Командир артиллерии показал ему аттестацию Борейко из Батума и заодно его послужной список.
– Явная неувязка – к сожалению, частая у нас! – проговорил Фирсов, ознакомившись с содержанием документов. – Тем лучше! Мы можем не обращать внимания на жандармский донос. К тому же нам сейчас дозарезу нужна учительница в школу для детей сверхсрочнослужащих и вольнонаёмных. Из города никто не хочет идти в крепость на работу: нет удобств городской жизни, много стеснений и, наконец, совершенно недостаточная плата – двадцать рублей в месяц. А офицерские жёны преисполнены глупой фанаберии и считают для себя унизительным работать в школе.
– Вы считаете возможным проживание жены Борейко в крепости? – удивился Суетнёв.
– Вполне! За нею, конечно, будет наблюдать Саблин. Советую и вам первое время следить за деятельностью самого Борейко. Надо дать работу нашим жандармам, а то они только и сообщают, когда и кто из офицеров был пьян и кто с кем переспал без законного на то права. Да и эти сведения часто не соответствуют действительности. Я больше верю аттестации Тахателова, чем жандармским доносам. Там много подозрений и преувеличений.
– Ваше решение развязывает мне руки, Владимир Николаевич. Квартиры для семейных у нас есть, и мне трудно было бы объяснить Борейко, почему его жена должна жить отдельно от него, не раскрывая секретов нашего жандармского управления.

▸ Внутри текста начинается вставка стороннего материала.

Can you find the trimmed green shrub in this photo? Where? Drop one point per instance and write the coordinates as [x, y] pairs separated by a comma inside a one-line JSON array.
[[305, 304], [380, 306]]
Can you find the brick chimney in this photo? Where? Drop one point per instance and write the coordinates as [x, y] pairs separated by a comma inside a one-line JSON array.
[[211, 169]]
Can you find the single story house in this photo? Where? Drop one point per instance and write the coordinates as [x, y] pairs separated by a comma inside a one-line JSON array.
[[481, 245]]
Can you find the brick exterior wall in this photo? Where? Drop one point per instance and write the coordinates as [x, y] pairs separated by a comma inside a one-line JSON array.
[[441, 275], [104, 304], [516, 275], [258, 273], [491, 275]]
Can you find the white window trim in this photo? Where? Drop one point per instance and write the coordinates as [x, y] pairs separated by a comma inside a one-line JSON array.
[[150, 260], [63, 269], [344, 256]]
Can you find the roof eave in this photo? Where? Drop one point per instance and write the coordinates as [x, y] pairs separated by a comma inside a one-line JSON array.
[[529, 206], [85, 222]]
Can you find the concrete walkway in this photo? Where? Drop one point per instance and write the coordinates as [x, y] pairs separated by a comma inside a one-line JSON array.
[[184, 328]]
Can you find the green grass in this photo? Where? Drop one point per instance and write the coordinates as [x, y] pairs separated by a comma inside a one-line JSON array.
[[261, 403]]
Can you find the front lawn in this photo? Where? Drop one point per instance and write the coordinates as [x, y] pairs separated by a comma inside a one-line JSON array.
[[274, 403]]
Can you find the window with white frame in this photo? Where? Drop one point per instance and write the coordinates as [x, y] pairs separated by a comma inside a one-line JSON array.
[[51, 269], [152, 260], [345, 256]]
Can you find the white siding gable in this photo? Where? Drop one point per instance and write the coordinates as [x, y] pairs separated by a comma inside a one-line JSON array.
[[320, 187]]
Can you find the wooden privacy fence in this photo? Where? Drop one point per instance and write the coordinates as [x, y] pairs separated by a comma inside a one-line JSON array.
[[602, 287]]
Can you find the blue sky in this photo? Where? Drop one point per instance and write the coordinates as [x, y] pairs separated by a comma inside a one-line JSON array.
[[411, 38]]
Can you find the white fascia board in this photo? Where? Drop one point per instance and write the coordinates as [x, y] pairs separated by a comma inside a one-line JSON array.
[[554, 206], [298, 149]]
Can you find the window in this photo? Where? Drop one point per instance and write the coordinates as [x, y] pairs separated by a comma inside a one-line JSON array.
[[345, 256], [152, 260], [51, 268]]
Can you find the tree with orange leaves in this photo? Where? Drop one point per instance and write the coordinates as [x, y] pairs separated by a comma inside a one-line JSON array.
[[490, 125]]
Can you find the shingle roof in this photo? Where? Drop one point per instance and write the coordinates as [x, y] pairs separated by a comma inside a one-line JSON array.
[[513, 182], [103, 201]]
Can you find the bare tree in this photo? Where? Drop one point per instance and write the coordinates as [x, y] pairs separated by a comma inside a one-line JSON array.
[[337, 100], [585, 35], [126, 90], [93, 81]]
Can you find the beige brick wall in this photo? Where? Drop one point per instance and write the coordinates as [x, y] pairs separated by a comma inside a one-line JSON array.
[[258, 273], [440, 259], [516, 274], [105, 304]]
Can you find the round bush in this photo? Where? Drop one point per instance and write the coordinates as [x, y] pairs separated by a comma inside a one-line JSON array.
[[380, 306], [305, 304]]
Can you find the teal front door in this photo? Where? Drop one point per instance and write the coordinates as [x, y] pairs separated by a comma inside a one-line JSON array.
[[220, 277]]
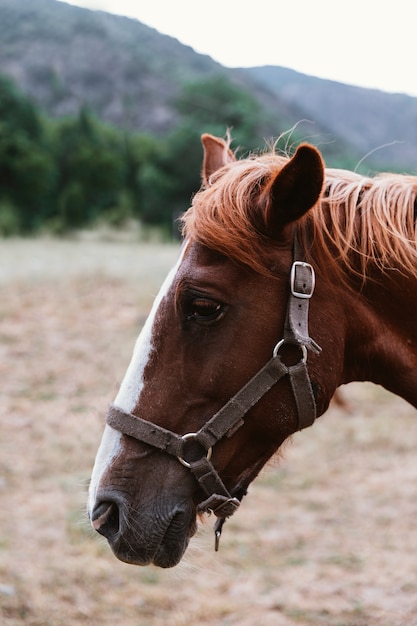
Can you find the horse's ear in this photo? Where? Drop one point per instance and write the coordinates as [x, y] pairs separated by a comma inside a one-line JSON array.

– После девятьсот пятого года трудно найти вполне благонадёжных людей, если это не круглые невежды или прохвосты. За женой Борейко я понаблюдаю лично, – неторопливо говорил начальник штаба.
Обсудив ещё кое-какие дела, Суетнёв стал прощаться.
– Что вы, что вы, дорогой Пётр Семёнович?! Моя жена будет в смертельной обиде, если вы у нас не позавтракаете, – запротестовал Фирсов.
Прямо из служебного кабинета начальника штаба по небольшому коридору прошли в квартиру Фирсова, который жил в том же доме, где помещался и штаб крепости.
Тотчас появилась молодая, подвижная, интересная жена Фирсова и забросала Суетнёва вопросами о его жене, семье и попутно рассказала ему целую кучу последних крепостных сплетен.
– Соловья, Маруся, баснями не кормят! – прервал жену Фирсов. – Приглашай гостя к столу.
Хозяйка поспешила увести гостя в столовую и указала ему место рядом с собою. Денщик в белых перчатках молчаливо и ловко прислуживал за столом, повинуясь выразительным взглядам хозяйки.
Суетнёв мало ел, ничего не пил и снисходительно слушал болтовню жены Фирсова.
Завтрак был неожиданно прерван появлением адъютанта штаба, который почтительно доложил, что комендант требует к себе начальника штаба и начальника артиллерии крепости.
– Уверен, что вызывает он нас сейчас нарочно – зная, что мы завтракаем, – недовольно ворчал Фирсов.
Генерал Дурново-Шредер, которого солдаты попросту называли «дурным Шредером», происходил из остзейских немцев. Фамилия Дурново была присоединена к его фамилии после женитьбы на одной из представительниц этого аристократического рода, старой деве с хорошим приданым.
Высокий, тучный и рыхлый, с небольшой, совсем не по росту головой на длинной толстой шее, он относился с презрением ко всему русскому и неизменно сохранял на своём лице пренебрежительную гримасу, которая, по его мнению, должна была выражать его превосходство над подчинённым.
Суетнёва и Фирсова генерал встретил, стоя посередине комнаты. Едва поздоровавшись, Шредер начал скрипучим, нудным голосом высказывать своё неудовольствие. Артиллеристами он был недоволен, находя, что выправка их была из рук вон плоха, что они совершенно не умеют отдавать честь, становясь во фронт, путаются в титуловании генералов и плохо понимают русскую речь.
– Скоты, а не люди! Швайн! – перешёл было генерал на немецкий язык, но спохватился, что перед ним находятся двое русских, и запнулся.
Затем комендант стал излагать свои претензии к начальнику штаба: плохо работают телефонисты, вестовые и ординарцы на редкость бестолковы, адъютант больше занят хорошенькими женщинами, чем штабной работой. Недавно его превосходительству среди бумаг попалась записка от какой-то Ляли, которая всячески высмеивала установленные в крепости порядки, мешающие частым её свиданиям с сердцеедом-адъютантом.